Kekurangan infrastruktur diatasi dengaan mengundang investor asing menanamkan modalnya. Investor asing akan bersedia menanamkan modalnya jika tidak ada hambatan untuk mengimplementasikannya. Untuk itu pemerintah perlu menjamin bahwa proyek infrastruktur yang ditawarkan siap untuk direalisasikan. Pemerintah perlu memberikan informasi mutakhir yang diperlukan calon investor, seperti daftar proyek siap, peraturan dan jaminan hukum, ketentuan menyangkut kepastian usaha, perpajakan, perburuhan, dan lain-lain.
Dalam kemitraan antara pemerintah dan swasta, manfaat bagi kedua pihak yang diharapkan adalah:
· Penghematan biaya, melalui penyatuan jasa-jasa pelayanan
· Berbagi risiko, swasta ikut menanggung risiko
· Peningkatan standar pelayanan, melalui inovasi
· Peningkatan pendapatan, dari penyediaan jasa layanan baru
· Pelayanan yang lebih efisien, dalam hal waktu dan atau biaya
· Manfaat ekonomi, dalam hal penyerapan tenaga kerja, dll.

III. PERKEMBANGAN KEMITRAAN PEMERINTAH – SWASTA
Percepatan pembangunan infrastruktur dengan memperbesar peran swasta dan investor asing hingga saat ini masih belum terlaksana dengan baik. Proyek pembangkitan tenaga listrik 10.000 MW masih kesulitan dijual kepada investor asing maupun lokal karena tidak adanya jaminan seperti yang diharapkan calon investor. Belum adanya kepastian jaminan pemerintah ketika harga pembebasan lahan melonjak atau jika proyek tertunda karena berlarutnya pembebasan lahan merupakan persoalan jalan tol yang belum terselesaikan.

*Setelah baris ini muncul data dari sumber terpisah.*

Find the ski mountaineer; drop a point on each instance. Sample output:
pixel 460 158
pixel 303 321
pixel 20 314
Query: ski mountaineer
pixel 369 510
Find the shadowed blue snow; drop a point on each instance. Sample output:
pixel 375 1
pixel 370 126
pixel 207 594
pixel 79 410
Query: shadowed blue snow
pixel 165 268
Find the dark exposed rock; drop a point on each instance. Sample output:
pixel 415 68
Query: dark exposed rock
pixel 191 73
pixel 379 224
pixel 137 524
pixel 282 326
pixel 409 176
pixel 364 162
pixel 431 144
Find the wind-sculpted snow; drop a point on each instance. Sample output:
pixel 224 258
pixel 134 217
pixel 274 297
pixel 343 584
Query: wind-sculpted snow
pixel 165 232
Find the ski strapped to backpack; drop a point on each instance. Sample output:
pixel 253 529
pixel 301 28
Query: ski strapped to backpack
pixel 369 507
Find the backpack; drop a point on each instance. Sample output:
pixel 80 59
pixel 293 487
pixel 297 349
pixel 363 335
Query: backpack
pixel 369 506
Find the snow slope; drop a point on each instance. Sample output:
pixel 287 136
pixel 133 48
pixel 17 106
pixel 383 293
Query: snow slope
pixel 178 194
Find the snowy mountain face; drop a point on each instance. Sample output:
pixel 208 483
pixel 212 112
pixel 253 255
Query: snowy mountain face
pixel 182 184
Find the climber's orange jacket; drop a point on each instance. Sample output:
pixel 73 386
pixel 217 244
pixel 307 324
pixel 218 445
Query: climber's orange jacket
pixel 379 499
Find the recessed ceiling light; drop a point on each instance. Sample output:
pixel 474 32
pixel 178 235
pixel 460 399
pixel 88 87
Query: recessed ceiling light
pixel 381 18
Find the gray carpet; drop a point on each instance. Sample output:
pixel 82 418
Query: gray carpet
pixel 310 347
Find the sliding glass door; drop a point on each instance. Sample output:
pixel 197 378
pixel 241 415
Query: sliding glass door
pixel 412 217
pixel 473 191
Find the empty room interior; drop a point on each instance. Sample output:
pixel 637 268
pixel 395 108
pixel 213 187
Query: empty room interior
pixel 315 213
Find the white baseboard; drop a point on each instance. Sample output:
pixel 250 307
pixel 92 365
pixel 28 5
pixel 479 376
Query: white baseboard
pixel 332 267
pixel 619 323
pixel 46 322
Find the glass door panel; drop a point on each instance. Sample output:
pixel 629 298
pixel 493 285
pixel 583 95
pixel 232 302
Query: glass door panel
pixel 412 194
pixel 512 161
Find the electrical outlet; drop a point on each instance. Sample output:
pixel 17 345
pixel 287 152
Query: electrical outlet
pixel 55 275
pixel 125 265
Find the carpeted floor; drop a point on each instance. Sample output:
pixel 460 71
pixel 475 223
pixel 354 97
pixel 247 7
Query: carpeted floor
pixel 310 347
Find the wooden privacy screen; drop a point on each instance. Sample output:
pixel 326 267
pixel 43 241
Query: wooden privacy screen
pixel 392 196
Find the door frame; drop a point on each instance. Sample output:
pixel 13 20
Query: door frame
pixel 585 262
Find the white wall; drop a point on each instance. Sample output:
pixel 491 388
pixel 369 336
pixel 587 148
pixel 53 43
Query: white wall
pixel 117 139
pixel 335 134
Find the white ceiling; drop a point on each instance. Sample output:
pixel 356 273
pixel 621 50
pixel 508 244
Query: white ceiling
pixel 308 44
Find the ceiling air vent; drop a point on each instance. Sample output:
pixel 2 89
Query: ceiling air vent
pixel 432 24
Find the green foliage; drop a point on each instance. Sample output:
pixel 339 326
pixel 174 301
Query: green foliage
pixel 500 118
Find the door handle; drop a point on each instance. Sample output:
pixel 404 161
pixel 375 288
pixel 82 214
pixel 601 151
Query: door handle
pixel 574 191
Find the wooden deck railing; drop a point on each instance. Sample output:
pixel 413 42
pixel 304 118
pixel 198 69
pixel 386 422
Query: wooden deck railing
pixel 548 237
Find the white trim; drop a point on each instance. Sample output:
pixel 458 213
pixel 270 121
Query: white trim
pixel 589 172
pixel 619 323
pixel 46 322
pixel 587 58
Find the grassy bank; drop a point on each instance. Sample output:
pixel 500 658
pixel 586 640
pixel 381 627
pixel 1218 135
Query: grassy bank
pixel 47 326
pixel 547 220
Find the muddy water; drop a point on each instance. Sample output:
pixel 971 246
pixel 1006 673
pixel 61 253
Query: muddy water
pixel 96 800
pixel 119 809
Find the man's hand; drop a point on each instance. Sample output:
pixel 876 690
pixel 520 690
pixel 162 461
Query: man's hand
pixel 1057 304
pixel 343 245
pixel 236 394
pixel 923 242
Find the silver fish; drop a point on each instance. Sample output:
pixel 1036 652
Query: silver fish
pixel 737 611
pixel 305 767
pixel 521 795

Infrastruktur di sektor lain juga masih tersendat. Belum adanya undang-undang pelayaran, perkeretaapian, penerbangan, dan lalu lintas angkutan jalan yang memasukkan klausul kemitraan menjadi hambatan kemitraan. Hal itu karena dalam kebijakan undang-undang yang ada, ada ketentuan bahwa pihak yang melaksanakan proyek adalah badan usaha yang ditunjuk pemerintah, seperti PT Kereta Api Indonesia, Pelindo di sektor laut, dan Angkasa Pura di sektor bandara. Peraturan ini masih belum dicabut sehingga mengkhawatirkan investor.
Beberapa pola kemitraan yang telah dijalin tidak seluruhnya memberikan hasil seperti yang diharapkan, misalnya kemitraan dalam pengelolaan sampah, tempat pelelangan ikan, pemotongan hewan, dll. Bentuk-bentuk kemitraan ini perlu dikaji untuk dapat merumuskan pegangan yang perlu diperhatikan oleh pemerintah dalam melakukan kerjasama dengan swasta.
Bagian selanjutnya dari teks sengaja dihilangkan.